Mission: Impossible – Dead Reckoning Part One review – Tom Cruise does it better | Mission: Impossible – Dead Reckoning Part One

Tom Cruise and Vanessa Kirby.

Already, the keynote stunt has become a legend: the one on the poster, the one he reportedly did – for real – six times in one day before he was satisfied. Tom Cruise’s compact body floats free of the motorbike as it drops to earth from between his diamond-hard thighs, having launched him with a throaty roar off an unfeasibly high cliff-edge; he sails through the sky, pulls the ripcord on a nifty little parachute, and swoops down towards … the speeding Orient Express, fully intent on the traditional carriage-top punch-up. We gasped in the audience. Someone behind me went: “Oh shi-i-i …” Carly Simon should have come in with a new song: Fair Enough, Somebody Does It Better.

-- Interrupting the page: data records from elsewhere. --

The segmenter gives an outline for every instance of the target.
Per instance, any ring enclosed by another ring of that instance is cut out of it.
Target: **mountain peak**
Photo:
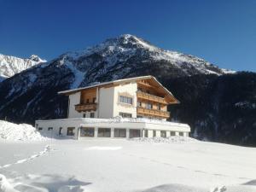
[[[31,55],[28,59],[22,59],[0,54],[0,81],[45,61],[35,55]]]
[[[31,56],[28,58],[29,60],[34,61],[36,62],[46,62],[46,60],[41,59],[37,55],[31,55]]]

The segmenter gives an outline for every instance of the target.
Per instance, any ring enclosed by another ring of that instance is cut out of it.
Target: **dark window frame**
[[[74,132],[73,132],[74,130],[75,130],[75,127],[67,127],[67,136],[74,136]],[[70,133],[70,131],[72,131],[71,133]]]
[[[98,128],[97,137],[111,137],[111,128]]]
[[[125,133],[125,134],[123,135],[122,133]],[[126,129],[114,128],[113,137],[125,138],[126,137]]]
[[[132,118],[132,114],[129,113],[119,112],[119,116],[122,118]]]

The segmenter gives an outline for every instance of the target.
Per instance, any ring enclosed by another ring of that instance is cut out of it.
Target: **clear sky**
[[[256,0],[0,0],[0,53],[51,60],[129,33],[256,72]]]

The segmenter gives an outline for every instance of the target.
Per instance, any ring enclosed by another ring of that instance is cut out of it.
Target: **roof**
[[[59,91],[58,94],[61,95],[71,95],[76,92],[79,92],[80,90],[87,90],[90,88],[96,88],[99,86],[103,86],[103,85],[108,85],[108,84],[120,84],[125,82],[131,82],[131,81],[137,81],[137,80],[145,80],[145,79],[152,79],[154,80],[154,83],[156,83],[159,86],[160,86],[163,90],[169,95],[170,96],[173,97],[176,100],[176,103],[179,103],[179,101],[174,97],[172,93],[168,90],[166,87],[164,87],[154,76],[151,75],[147,75],[147,76],[140,76],[140,77],[136,77],[136,78],[128,78],[128,79],[118,79],[118,80],[113,80],[113,81],[108,81],[108,82],[103,82],[86,87],[81,87],[81,88],[77,88],[77,89],[73,89],[73,90],[62,90]]]
[[[151,76],[151,75],[147,75],[147,76],[140,76],[140,77],[136,77],[136,78],[128,78],[128,79],[118,79],[118,80],[102,82],[102,83],[99,83],[99,84],[86,86],[86,87],[81,87],[81,88],[77,88],[77,89],[73,89],[73,90],[61,90],[61,91],[59,91],[58,94],[66,94],[66,93],[69,93],[69,92],[79,92],[79,90],[86,90],[86,89],[90,89],[90,88],[93,88],[93,87],[98,87],[98,86],[107,85],[107,84],[122,84],[122,83],[125,83],[126,81],[148,79],[151,79],[151,78],[154,78],[154,77]]]

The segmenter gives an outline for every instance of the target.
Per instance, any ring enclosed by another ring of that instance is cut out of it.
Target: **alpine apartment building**
[[[75,138],[186,137],[190,131],[188,125],[166,121],[172,115],[167,106],[179,102],[153,76],[105,82],[59,94],[68,96],[67,118],[37,120],[40,131]]]

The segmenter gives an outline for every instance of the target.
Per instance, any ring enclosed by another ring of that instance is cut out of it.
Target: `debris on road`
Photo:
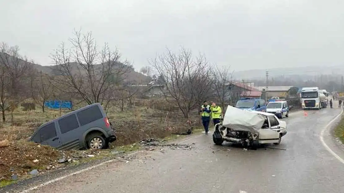
[[[38,170],[35,169],[30,172],[30,174],[33,176],[35,176],[38,174]]]
[[[184,150],[190,150],[193,148],[192,145],[187,144],[180,144],[177,143],[172,143],[171,144],[161,144],[159,143],[159,141],[153,138],[149,138],[148,139],[143,140],[141,141],[141,145],[142,146],[157,146],[159,147],[170,147],[171,149],[183,149]],[[196,142],[192,143],[193,144],[196,144]],[[147,147],[146,148],[147,150],[151,151],[153,150],[153,148]]]
[[[7,140],[0,141],[0,148],[1,147],[7,147],[10,146],[10,142]]]
[[[277,147],[265,147],[265,149],[277,149],[278,150],[286,150],[287,149],[283,149],[282,148],[278,148]]]

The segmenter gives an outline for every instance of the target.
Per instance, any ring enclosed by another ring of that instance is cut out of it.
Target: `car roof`
[[[275,114],[272,114],[272,113],[270,113],[269,112],[262,112],[262,111],[252,111],[249,112],[253,112],[254,113],[255,113],[256,114],[261,114],[262,115],[264,115],[264,116],[275,116]]]

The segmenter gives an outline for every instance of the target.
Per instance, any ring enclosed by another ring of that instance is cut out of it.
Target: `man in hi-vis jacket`
[[[212,104],[212,106],[210,107],[211,110],[211,117],[213,119],[213,122],[214,123],[214,125],[219,123],[220,122],[220,118],[221,117],[221,107],[218,106],[216,106],[216,104],[213,102]]]
[[[203,105],[201,107],[200,112],[201,113],[202,123],[203,124],[203,126],[204,127],[204,131],[205,132],[206,134],[208,134],[209,130],[211,112],[210,106],[208,104],[207,101],[205,100],[203,102]]]

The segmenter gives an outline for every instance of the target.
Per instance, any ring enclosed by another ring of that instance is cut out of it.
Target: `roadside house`
[[[292,86],[268,86],[268,98],[272,97],[285,97],[288,93],[288,91],[292,87]],[[260,91],[265,92],[266,87],[265,86],[257,86],[255,88]]]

This outrageously enjoyable spectacle has compelled my awestruck assent with its sheer stamina, scale and brio: the seventh in the Mission: Impossible action franchise with Cruise starring as Ethan Hunt, the mysterious, superfit leader of a top-secret intelligence/combat unit called the Impossible Mission Force, brought in by a shadowy US government agency when they want deniable stuff doing. Their initials of course are IMF, and in this film they finally get round to doing the gag about them not being the International Monetary Fund, the one we reviewers have been doing for years.

Seven films! Daniel Craig got sick of 007 after just five. But at 61, Cruise looks better than ever and pretty much wedded to the IMF. Other actors his age might be turning to offbeat character turns, but Tom was doing those for Paul Thomas Anderson and Michael Mann 20 years ago. The M:I series is his vocation, and Tom Cruise has single-handedly persuaded us that the action genre has a new respectability and purpose: the box-office saviour of the live cinema experience. But I can’t help wondering: does he have an exit strategy for this franchise? Like Harry Potter and the Deathly Hallows, this film is split into two parts, and Tom does a fair bit of talking here about his friends and what he might sacrifice for them. Should we be worried about the end of Part Two?

In this film, as in so many in the past, evil forces are trying to get hold of a MacGuffiny object which will permit them to control/destroy the world, and Ethan and the gang are the only people to stop them. There is some tremendous stunt work, including a wacky Italian Job-style chase around Rome in a titchy little yellow Fiat, the biggest train scenes since Paddington 2 and some very impressive horsemanship from Tom in the Arabian desert – in his headdress he is the seventh pillar of hunkiness. A very tense opening sequence aboard a Russian sub called the Sebastopol – its associations with Crimea being perhaps a rebuke to Putinist chauvinism – introduces us to a certain bejewelled cruciform key, split into two; this is the oddly low-tech object whose owner, having reunited the halves, can master a new and terrifying form of AI, a self-replicating digital consciousness with the capacity to invade any operating system in the world. Already the genie is emerging from the bottle.

Tom Cruise and Vanessa Kirby. Photograph: FlixPix/Alamy

Ethan assembles his crew: there is quirky Benji, played by Simon Pegg, whose purpose is often to direct the boss from afar as he races around various terrains, and Ving Rhames as Luther, his supposed best mate (although they never seem particularly close). Rebecca Ferguson returns as ex-MI6 operative Ilsa, and Vanessa Kirby is back as the arms dealer White Widow who had a moment with Ethan in the last film. Pom Klementieff is a badass martial-arts expert intent on bringing down Ethan at the behest of Hunt’s scary nemesis Gabriel (Esai Morales), while Hayley Atwell brings her English sang-froid to the role of Grace, a criminal who meets-cute with Ethan and becomes a gutsy part of the team.

Of course, we have the traditional analogue-era scenes of Cruise sprinting, as well as the rubber masks, with a new comedy emphasis on people suspiciously tugging at people’s faces to see if they are for real – although a slightly goofy plot quirk at one stage requires Benji’s plastic-mask-fabricating machine, a bit like a waffle maker, to go terribly wrong.

In the past I have been agnostic and a nay-sayer about M:I, but the pure fun involved in this film, its silly-serious alchemy, and the way the franchise seems to strain at something crazily bigger with every film, as opposed to just winding down, is something to wonder at.